The integral $\int_0^\infty {1\over x^p}\, dx$ is improper in two ways: the interval of integration is infinite and the integrand "blows up" at 0. Thus, you need to split it up: $ I=\int_0^\infty {1\over x^p}\, dx= \underbrace{\int_0^1 {1\over x^p}\, dx}_{I_0}\ +\ \underbrace{\int_1^\infty {1\over x^p}\, dx}_{I_\infty} $
Then the integral $I$ converges if and only if both of the integrals $I_o$ and $I_\infty$ converge. If $I$ converges, it converges to the value of $I_0+I_\infty$. Note that to show $I$ diverges (if it does) it suffices to show that one of $I_o$ or $I_\infty$ diverges.

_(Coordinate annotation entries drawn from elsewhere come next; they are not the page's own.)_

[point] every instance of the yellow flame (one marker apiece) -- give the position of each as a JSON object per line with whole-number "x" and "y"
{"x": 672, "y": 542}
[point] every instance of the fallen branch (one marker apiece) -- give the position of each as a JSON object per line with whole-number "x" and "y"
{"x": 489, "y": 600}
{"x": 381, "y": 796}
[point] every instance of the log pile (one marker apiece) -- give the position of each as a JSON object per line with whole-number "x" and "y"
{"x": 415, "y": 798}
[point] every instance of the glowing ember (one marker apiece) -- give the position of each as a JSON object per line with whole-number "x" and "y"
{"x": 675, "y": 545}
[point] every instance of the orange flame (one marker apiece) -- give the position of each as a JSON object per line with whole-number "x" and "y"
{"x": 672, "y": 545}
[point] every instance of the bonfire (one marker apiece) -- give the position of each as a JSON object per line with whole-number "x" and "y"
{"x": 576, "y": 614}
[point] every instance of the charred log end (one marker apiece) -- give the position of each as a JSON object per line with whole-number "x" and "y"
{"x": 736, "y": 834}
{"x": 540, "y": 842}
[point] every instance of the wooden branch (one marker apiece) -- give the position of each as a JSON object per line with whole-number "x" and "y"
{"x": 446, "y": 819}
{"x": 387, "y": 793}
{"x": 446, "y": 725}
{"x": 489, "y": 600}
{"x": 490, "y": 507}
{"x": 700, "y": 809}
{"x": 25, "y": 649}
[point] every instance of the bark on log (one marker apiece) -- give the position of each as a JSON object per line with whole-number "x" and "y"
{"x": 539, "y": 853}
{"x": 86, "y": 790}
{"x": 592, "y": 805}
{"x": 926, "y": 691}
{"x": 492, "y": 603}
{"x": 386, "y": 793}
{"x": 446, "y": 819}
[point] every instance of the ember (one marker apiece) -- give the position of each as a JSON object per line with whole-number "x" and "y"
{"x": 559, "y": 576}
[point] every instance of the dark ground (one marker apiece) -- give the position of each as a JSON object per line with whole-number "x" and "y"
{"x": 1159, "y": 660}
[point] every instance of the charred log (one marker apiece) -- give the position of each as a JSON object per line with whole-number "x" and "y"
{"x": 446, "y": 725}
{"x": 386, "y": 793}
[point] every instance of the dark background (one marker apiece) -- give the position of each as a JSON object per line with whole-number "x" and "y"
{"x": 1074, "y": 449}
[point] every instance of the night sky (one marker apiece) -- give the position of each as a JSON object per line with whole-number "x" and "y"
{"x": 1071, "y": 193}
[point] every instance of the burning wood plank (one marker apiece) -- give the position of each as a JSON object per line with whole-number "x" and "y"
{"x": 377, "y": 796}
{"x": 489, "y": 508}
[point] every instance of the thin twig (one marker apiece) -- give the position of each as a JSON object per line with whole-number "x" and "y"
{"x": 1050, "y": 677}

If you have the $p$-test in hand, this should be an easy problem. Consider the integral $I_\infty$ for $p\le1$, and consider the integral $I_o$ for $p>1$.
If you don't have the $p$-test in hand, you'd compute: $\tag{1} I_0=\int_0^1 {1\over x^p}\, dx=\lim_{a\rightarrow0^+} \int_a^1 {1\over x^p}\, dx $ and $\tag{2} I_\infty=\int_1^\infty {1\over x^p}\, dx =\lim_{b\rightarrow\infty} \int_1^b {1\over x^p}\, dx $
The integral $I_o$ or $I_\infty$ converges if and only if the respective limit above converges.
It would be best here to consider three cases: $p>1$, $p<1$, and $p=1$. A hint here (as above) is to consider $I_o$ for $p>1$ and $I_\infty$ for the other cases.